Verizon logo 2013

Back in November I wrote an article about ditching your contract and going unlocked, and it’s a common sentiment you’ll here across the web: ridding yourself of a contract means more freedom and in most situations it costs less in the long-run. Of course, I’d be lying if I said there were no trade-offs with going with a prepaid or no-contract post-paid carrier.

As with nearly everything in life, both contract and no-contract options have their own set of pros and cons. With that in mind, let’s jump in and explore the positives and negatives of both sides of the fence.

Keep in mind that this piece was written with North American carriers (particularly the U.S.) in mind. While some of these points may apply to other regions across the globe, others will not.

Contract plans

Although I no longer personally have a contracted commitment to a carrier, I have certainly played this game before with multiple different carriers: Sprint, Verizon, AT&T and US Cellular. While I’m ultimately happy with my decision to leave these guys behind, there are some positives to signing that contract.


Better customer service. While this isn’t necessarily true for all prepaid carriers and won’t hold true for postpaid no-contract plans, in many cases customer service for contract plans tends to be better. After all, you’ve agreed to commit two years to their services and it’s only natural that they would do their best (in theory) to keep you happy so you renew your contract when your time with them is up.
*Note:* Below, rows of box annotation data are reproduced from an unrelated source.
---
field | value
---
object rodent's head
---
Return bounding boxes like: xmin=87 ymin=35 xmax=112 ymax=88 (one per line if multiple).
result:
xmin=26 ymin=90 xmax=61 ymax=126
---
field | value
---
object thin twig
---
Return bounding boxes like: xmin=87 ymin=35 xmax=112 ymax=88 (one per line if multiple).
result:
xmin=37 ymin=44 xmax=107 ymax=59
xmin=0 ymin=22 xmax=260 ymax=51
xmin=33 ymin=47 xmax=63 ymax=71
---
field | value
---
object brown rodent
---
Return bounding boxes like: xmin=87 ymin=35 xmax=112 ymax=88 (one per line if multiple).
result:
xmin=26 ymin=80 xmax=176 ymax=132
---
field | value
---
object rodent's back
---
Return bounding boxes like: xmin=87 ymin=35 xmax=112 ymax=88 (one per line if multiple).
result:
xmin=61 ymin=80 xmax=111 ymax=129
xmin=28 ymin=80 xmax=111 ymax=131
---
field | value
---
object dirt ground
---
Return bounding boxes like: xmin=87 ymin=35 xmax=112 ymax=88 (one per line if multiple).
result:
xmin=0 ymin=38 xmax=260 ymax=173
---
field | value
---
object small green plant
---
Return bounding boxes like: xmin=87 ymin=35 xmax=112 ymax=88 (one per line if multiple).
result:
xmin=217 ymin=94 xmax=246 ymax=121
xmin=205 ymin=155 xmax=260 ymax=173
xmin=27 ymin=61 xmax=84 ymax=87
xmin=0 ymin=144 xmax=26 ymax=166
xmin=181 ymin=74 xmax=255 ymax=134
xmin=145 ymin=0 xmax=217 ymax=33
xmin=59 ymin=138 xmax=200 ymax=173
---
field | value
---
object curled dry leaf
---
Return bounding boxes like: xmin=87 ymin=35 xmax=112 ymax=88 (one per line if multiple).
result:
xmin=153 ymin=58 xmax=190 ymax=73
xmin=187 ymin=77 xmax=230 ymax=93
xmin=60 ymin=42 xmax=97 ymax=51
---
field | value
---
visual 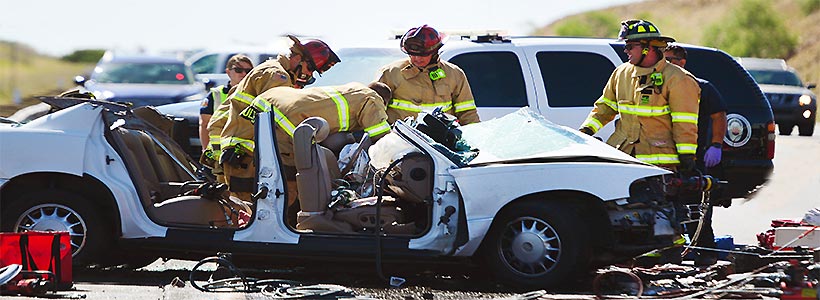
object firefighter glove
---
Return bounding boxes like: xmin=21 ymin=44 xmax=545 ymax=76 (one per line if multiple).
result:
xmin=678 ymin=154 xmax=695 ymax=173
xmin=703 ymin=143 xmax=722 ymax=168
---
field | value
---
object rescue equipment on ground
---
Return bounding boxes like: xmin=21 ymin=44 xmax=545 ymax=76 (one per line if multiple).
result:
xmin=0 ymin=231 xmax=73 ymax=295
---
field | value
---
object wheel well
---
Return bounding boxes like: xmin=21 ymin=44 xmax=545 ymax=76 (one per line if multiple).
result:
xmin=479 ymin=191 xmax=613 ymax=251
xmin=0 ymin=172 xmax=121 ymax=236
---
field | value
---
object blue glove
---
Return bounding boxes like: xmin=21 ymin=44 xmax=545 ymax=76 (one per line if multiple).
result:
xmin=703 ymin=143 xmax=723 ymax=168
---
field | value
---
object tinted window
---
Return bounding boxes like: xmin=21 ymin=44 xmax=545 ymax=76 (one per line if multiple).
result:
xmin=611 ymin=44 xmax=770 ymax=110
xmin=535 ymin=52 xmax=615 ymax=107
xmin=91 ymin=63 xmax=193 ymax=84
xmin=191 ymin=54 xmax=216 ymax=74
xmin=749 ymin=70 xmax=803 ymax=86
xmin=450 ymin=52 xmax=527 ymax=107
xmin=686 ymin=48 xmax=769 ymax=108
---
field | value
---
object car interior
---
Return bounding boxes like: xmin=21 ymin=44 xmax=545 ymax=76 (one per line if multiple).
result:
xmin=104 ymin=107 xmax=434 ymax=236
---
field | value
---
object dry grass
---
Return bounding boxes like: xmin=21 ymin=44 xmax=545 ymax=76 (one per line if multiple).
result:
xmin=0 ymin=42 xmax=94 ymax=116
xmin=534 ymin=0 xmax=820 ymax=83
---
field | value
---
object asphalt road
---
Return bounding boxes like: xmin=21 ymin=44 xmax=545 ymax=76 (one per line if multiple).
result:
xmin=4 ymin=123 xmax=820 ymax=299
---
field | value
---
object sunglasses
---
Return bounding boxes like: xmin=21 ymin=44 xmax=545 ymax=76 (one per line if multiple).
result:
xmin=624 ymin=44 xmax=641 ymax=51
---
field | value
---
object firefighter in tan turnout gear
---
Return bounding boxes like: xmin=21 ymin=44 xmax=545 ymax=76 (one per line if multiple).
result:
xmin=378 ymin=25 xmax=479 ymax=125
xmin=580 ymin=20 xmax=700 ymax=171
xmin=242 ymin=82 xmax=391 ymax=222
xmin=213 ymin=36 xmax=340 ymax=201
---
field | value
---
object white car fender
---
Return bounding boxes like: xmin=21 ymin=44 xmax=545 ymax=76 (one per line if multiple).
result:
xmin=0 ymin=104 xmax=102 ymax=179
xmin=450 ymin=162 xmax=670 ymax=256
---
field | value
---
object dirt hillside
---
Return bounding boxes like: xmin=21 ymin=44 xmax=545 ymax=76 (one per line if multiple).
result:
xmin=533 ymin=0 xmax=820 ymax=85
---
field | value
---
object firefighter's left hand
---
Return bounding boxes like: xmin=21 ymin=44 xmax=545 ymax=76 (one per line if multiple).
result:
xmin=678 ymin=154 xmax=695 ymax=174
xmin=703 ymin=144 xmax=722 ymax=168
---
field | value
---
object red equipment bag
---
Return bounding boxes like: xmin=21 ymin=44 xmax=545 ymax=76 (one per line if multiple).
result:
xmin=0 ymin=231 xmax=72 ymax=290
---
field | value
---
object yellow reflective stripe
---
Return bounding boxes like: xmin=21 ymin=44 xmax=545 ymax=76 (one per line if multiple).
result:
xmin=618 ymin=104 xmax=669 ymax=117
xmin=421 ymin=102 xmax=453 ymax=112
xmin=273 ymin=107 xmax=296 ymax=137
xmin=233 ymin=92 xmax=255 ymax=105
xmin=364 ymin=121 xmax=390 ymax=137
xmin=249 ymin=97 xmax=271 ymax=112
xmin=595 ymin=97 xmax=618 ymax=111
xmin=219 ymin=136 xmax=256 ymax=152
xmin=675 ymin=144 xmax=698 ymax=154
xmin=211 ymin=110 xmax=228 ymax=122
xmin=387 ymin=99 xmax=454 ymax=113
xmin=387 ymin=99 xmax=421 ymax=113
xmin=672 ymin=112 xmax=698 ymax=124
xmin=455 ymin=100 xmax=476 ymax=112
xmin=322 ymin=87 xmax=350 ymax=131
xmin=208 ymin=135 xmax=222 ymax=145
xmin=581 ymin=117 xmax=604 ymax=133
xmin=635 ymin=154 xmax=680 ymax=165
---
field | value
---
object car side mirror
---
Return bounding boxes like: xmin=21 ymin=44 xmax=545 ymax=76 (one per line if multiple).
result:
xmin=74 ymin=75 xmax=86 ymax=86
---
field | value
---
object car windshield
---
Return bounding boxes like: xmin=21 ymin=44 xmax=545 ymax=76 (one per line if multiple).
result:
xmin=91 ymin=62 xmax=194 ymax=85
xmin=313 ymin=48 xmax=407 ymax=86
xmin=749 ymin=70 xmax=803 ymax=86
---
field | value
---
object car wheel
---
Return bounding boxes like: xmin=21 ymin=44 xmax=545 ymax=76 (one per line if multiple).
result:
xmin=2 ymin=190 xmax=113 ymax=267
xmin=797 ymin=122 xmax=814 ymax=136
xmin=482 ymin=202 xmax=590 ymax=288
xmin=777 ymin=124 xmax=794 ymax=135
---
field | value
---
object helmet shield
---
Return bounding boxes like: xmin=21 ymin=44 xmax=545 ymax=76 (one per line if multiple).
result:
xmin=401 ymin=25 xmax=442 ymax=56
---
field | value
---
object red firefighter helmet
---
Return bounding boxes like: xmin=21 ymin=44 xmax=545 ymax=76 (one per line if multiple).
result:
xmin=401 ymin=24 xmax=442 ymax=56
xmin=288 ymin=35 xmax=342 ymax=74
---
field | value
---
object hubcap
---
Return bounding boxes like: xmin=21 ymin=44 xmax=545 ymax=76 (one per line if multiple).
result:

Network priority. If the data network is highly congested, who do you think is going to get priority? Bingo, the guy signed up to the contract. That said, this has never been a problem for me personally, though I’ve heard complaints from those in more congested markets about potential slow-down when on prepay versus contract.

You pay less for your phones. Even if T-Mobile and the other big carriers offer financing for their no-contract plans, we can’t ignore the fact that you’re paying $500+ for a phone that might only be $50 – $200 on-contract. While the carrier gets its money back by subsidizing the costs through higher plan rates, some folks are willing to put up with this if it means they don’t have to pay so much up front.

Family plans can be worth it. Some of this depends on what prepaid, postpaid no-contract or contract plan you choice — but in some cases large family plans on contract can be cheaper than going prepaid. Still, both T-Mobile and Cricket (now owned by AT&T) offer really good family rates that easily beats out the contract plans.

Better coverage. While this point doesn’t necessarily apply to no-contract postpaid plans, prepaid plans often have limited coverage when compared to contract plans. For example, my wife experimented with Verizon prepaid for a while and found that there were many areas she was roaming that we knew for a fact “on-contract” Verizon customers would have been covered without having to pay any kind of roaming fee. Again, it really depends on your prepaid/no-contract carrier, but in many cases, contract plans still hold the edge here.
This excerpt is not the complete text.